Was fordern die Demonstranten?

«Annullieren Sie die Pseudowahlen, die am 8. September angesetzt sind. Setzen Sie eine neue Abstimmung Ende des Herbstes an, und garantieren Sie die Teilnahme der Opposition», schrieb Jaschin in dem bei Twitter veröffentlichten Brief aus seiner Arrestzelle.

Die Chefin der zentralen Wahlkommission, Ella Pamfilowa, hatte dagegen betont, dass Druck auf die Wahlkommission nicht akzeptabel sei. Die Oppositionskandidaten sind wegen Formfehlern nicht zugelassen.

Der Kommunalpolitiker Andrej Morew teilte mit, dass für den 17. August eine neue Kundgebung für das Recht auf faire und freie Wahlen beantragt sei. Eine Entscheidung gibt es dem Vernehmen nach noch nicht. Genehmigt ist bereits eine Kundgebung der systemtreuen Kommunisten mit weiteren linken Kräften für «saubere Wahlen».

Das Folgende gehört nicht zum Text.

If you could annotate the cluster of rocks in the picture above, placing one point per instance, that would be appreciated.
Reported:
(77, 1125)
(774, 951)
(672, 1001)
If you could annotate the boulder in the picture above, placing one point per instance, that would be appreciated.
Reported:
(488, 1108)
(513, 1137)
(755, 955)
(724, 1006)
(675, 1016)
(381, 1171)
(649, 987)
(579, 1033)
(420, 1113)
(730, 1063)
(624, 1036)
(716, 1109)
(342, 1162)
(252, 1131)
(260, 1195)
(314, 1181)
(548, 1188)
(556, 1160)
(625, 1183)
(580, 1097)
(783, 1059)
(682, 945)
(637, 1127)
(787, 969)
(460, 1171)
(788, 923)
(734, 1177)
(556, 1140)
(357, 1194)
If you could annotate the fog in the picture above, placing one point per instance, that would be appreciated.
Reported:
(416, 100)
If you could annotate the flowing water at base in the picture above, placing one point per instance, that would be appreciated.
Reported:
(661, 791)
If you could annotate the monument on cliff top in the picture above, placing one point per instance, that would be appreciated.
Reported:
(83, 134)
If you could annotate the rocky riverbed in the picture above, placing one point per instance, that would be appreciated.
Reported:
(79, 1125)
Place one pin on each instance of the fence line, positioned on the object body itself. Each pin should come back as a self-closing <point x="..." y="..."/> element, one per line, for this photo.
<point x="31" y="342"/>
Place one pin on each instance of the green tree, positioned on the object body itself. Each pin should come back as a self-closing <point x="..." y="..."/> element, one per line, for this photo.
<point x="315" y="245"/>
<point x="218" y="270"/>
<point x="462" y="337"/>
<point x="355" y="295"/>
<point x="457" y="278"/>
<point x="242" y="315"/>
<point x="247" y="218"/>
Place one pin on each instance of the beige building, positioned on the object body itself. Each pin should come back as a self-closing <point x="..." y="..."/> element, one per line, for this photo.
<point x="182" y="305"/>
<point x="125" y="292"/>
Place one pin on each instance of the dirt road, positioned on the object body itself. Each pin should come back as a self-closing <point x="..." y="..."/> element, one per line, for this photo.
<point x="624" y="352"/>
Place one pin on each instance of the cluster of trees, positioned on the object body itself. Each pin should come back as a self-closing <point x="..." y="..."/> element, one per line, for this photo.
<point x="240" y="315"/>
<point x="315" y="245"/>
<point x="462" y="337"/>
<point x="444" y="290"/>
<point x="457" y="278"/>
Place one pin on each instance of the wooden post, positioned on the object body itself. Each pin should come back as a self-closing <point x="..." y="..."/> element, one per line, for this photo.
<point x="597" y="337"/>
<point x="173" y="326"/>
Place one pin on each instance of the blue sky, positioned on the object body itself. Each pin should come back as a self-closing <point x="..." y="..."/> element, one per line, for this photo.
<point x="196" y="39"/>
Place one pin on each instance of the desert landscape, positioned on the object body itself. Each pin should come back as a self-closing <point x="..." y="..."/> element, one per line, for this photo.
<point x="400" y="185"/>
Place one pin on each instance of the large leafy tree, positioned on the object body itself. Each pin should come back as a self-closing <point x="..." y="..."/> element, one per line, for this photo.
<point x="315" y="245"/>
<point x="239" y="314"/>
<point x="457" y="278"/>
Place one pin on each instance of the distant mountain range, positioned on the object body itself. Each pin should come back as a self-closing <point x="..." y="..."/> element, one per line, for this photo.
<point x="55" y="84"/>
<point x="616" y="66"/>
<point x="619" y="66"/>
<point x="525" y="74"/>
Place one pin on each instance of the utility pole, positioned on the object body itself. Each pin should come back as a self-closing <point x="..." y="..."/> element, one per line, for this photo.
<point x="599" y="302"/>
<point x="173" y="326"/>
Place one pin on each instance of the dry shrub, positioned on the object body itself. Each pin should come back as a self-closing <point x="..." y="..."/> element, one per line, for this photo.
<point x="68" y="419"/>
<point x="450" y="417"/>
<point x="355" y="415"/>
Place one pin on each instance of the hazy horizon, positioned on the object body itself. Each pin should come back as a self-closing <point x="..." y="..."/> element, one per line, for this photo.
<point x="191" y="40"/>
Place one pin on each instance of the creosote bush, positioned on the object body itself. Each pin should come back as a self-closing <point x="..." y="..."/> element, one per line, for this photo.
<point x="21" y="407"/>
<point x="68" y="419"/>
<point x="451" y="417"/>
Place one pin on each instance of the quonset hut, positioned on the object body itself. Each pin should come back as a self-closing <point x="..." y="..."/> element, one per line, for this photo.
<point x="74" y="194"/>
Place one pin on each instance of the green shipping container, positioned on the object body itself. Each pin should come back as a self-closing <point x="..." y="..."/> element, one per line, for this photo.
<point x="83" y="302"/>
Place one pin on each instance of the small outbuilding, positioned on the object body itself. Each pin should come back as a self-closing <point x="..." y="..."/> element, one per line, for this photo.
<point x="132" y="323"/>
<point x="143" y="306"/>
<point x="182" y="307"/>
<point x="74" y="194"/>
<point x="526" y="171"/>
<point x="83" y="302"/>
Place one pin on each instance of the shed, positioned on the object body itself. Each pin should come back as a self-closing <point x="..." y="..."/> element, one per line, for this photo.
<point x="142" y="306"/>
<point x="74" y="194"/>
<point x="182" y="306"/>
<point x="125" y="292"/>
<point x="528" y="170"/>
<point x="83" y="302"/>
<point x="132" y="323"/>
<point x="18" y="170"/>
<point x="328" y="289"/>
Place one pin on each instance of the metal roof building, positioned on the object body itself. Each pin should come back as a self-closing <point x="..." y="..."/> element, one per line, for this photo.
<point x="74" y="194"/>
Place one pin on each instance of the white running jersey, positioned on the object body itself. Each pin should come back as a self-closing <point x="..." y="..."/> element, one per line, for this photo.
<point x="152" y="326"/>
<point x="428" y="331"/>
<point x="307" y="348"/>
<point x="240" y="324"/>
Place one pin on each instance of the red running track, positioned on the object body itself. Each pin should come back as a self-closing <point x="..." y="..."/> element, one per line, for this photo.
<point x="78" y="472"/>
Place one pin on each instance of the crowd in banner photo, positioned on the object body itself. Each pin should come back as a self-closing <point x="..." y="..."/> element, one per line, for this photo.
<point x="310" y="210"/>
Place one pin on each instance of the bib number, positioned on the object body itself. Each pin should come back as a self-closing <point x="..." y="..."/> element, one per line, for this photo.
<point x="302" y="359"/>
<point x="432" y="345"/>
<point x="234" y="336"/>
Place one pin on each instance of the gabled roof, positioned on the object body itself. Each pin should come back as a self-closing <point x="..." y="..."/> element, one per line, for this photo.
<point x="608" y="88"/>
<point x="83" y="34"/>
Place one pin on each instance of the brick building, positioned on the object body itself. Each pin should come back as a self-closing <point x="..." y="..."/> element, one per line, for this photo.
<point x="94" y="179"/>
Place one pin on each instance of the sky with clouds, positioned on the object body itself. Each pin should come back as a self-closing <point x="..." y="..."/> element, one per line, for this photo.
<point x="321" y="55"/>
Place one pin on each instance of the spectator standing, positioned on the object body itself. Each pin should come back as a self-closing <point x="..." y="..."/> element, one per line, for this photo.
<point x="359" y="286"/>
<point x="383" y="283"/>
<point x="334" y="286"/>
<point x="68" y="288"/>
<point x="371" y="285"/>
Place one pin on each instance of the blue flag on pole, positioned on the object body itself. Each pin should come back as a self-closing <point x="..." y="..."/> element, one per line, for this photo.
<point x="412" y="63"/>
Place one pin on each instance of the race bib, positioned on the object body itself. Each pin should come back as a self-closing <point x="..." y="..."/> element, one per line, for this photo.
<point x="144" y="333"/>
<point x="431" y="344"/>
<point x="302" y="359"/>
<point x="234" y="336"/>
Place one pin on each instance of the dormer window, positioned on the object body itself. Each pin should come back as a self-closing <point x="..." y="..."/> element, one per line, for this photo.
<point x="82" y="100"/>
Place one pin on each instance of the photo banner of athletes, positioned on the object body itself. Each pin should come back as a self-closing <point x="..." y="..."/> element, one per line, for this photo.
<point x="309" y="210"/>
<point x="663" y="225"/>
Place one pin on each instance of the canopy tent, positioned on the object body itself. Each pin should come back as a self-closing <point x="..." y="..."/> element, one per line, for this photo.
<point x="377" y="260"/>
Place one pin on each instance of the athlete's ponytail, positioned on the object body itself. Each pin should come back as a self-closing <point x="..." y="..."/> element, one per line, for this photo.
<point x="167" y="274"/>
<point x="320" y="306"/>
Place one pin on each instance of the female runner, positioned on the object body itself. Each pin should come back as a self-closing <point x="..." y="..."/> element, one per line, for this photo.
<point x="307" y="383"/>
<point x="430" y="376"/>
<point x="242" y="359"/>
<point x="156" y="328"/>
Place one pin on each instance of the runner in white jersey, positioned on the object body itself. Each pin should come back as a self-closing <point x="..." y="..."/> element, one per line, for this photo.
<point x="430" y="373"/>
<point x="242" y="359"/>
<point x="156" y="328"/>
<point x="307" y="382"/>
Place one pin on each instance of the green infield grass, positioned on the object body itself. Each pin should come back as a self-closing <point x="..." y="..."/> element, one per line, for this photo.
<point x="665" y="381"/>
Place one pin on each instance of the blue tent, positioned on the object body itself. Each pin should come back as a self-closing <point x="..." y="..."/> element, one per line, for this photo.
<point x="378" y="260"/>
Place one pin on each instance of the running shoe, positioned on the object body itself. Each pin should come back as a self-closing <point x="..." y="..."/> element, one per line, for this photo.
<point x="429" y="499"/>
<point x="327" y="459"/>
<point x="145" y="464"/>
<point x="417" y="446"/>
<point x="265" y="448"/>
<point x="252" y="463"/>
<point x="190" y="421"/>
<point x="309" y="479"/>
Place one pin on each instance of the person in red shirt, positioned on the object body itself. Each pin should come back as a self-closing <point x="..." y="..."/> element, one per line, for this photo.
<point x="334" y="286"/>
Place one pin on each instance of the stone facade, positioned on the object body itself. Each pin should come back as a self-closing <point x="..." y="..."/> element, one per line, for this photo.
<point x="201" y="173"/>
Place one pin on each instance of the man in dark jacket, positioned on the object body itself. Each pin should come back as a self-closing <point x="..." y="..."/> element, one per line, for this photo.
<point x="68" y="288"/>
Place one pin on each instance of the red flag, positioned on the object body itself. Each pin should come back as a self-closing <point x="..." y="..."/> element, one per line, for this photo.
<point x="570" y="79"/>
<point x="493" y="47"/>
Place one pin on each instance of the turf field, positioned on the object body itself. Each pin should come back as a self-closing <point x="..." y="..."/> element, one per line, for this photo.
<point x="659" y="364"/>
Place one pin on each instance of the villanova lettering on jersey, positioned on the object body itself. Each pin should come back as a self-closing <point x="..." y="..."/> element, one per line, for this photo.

Es sind vor allem junge Menschen, eine neue Generation, die sich im Internet - bei Youtube, Facebook und in vielen anderen sozialen Netzwerken - über die Welt informieren. Sie galten lange als politisch nicht besonders interessiert. Auch sonst unpolitische Musiker traten am Samstag in Moskau auf.

Staatliche Medien machen Demo absichtlich kleiner

Unabhängige Medien bezeichneten die Aktion am Samstag als beachtlich für einen Tag in den Augustferien und angesichts dessen, dass die Köpfe der Opposition als Organisatoren durch Haftstrafen ausgeschaltet sind.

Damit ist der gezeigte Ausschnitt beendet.